Sector agrário não desperta interesse da banca comercial
Um documento de trabalho do Observatório do Meio Rural revela que o crédito agrário representou cerca de 8% do crédito total à economia no período analisado e concluiu que “Pode afirmar-se que o sector agrário e em particular o direccionado para os pequenos produtores, pela sua natureza, lucratividade, escala, riscos e outros factores, não despertam o interesse da banca comercial”.

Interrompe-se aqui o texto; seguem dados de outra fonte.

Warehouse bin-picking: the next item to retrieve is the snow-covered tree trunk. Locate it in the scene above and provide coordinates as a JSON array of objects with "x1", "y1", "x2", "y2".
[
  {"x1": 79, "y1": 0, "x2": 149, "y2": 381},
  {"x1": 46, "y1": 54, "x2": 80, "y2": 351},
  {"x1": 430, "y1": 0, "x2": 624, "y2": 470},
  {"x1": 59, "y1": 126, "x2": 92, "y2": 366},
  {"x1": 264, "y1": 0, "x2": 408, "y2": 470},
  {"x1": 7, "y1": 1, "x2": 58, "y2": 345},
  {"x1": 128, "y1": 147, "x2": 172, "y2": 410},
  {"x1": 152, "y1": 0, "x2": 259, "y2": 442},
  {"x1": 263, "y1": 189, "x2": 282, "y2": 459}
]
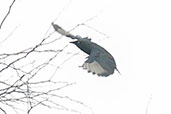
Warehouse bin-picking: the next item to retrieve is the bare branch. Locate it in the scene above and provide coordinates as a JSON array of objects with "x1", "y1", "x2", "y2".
[{"x1": 0, "y1": 0, "x2": 15, "y2": 29}]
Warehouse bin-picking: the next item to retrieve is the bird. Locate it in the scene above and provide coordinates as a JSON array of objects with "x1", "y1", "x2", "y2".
[{"x1": 52, "y1": 23, "x2": 120, "y2": 77}]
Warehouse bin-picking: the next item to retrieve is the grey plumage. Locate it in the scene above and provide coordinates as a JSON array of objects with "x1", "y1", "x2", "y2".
[{"x1": 52, "y1": 24, "x2": 119, "y2": 77}]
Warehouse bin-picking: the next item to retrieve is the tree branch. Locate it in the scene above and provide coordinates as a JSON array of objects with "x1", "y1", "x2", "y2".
[{"x1": 0, "y1": 0, "x2": 15, "y2": 29}]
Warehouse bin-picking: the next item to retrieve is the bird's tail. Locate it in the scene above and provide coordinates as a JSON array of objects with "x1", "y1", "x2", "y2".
[{"x1": 52, "y1": 23, "x2": 81, "y2": 39}]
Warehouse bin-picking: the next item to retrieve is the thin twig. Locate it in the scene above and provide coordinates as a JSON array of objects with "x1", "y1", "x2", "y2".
[{"x1": 0, "y1": 0, "x2": 15, "y2": 29}]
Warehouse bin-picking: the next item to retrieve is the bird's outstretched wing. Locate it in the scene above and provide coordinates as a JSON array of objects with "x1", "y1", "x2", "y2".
[{"x1": 82, "y1": 49, "x2": 116, "y2": 76}]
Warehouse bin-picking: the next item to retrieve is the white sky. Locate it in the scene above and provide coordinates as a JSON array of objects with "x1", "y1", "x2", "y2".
[{"x1": 0, "y1": 0, "x2": 171, "y2": 114}]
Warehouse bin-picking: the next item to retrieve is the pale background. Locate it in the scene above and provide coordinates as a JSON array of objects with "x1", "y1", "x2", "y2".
[{"x1": 0, "y1": 0, "x2": 171, "y2": 114}]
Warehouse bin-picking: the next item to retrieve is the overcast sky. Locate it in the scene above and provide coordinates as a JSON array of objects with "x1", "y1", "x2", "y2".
[{"x1": 0, "y1": 0, "x2": 171, "y2": 114}]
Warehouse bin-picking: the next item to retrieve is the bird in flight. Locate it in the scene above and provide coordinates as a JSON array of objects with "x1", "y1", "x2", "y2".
[{"x1": 52, "y1": 23, "x2": 120, "y2": 77}]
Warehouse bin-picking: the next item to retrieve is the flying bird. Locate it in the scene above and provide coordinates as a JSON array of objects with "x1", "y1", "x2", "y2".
[{"x1": 52, "y1": 23, "x2": 120, "y2": 77}]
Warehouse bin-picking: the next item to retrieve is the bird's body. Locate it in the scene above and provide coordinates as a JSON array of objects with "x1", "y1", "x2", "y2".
[
  {"x1": 68, "y1": 36, "x2": 117, "y2": 76},
  {"x1": 52, "y1": 23, "x2": 119, "y2": 77}
]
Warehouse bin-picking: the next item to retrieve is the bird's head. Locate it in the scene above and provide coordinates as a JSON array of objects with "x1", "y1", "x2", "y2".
[{"x1": 70, "y1": 38, "x2": 92, "y2": 54}]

“As taxas de juros mantêm-se muito elevadas, com importantes diferenças relativamente à taxa de inflação; (...)Constatou-se que os aumentos ou decréscimos do volume de crédito agrário cedido ao longo do período em estudo, não tiveram influência directa significativa no crescimento do PIB referente ao sector agrário;(...) o volume de crédito agrário destinou-se principalmente para a culturas de exportação realizadas por médias e grandes empresas. O açúcar representa 31% do total concedido entre 2003 e 2011 e o algodão obteve 22%”, indica também o documento escrito pelos académicos João Mosca, Natacha Bruna, Katia Amreén Pereira e Yasser Arafat Dadá.
Ademais, “Estima-se que os pequenos produtores e a produção alimentar acedem a menos de 5% do crédito agrário, o que corresponde sensivelmente a entre 0,3% e 0,4% do total do crédito à economia; (...)A maioria das agências da banca comercial (aproximadamente 40%) está localizada na cidade e província de Maputo”, concluiu o estudoque se debruça sobre o “crédito agrário” em Moçambique.
Além da falta de financiamento para os camponeses os fundos disponibilizados pelo Orçamento de Estado, e também por Parceiros de Cooperação, acabam por ser gastos, em mais de 60%, nas actividades dos burocratas, e visivelmente em automóveis, do Ministério da Agricultura e Segurança Alimentar em vez de serem investido na produção de alimentos.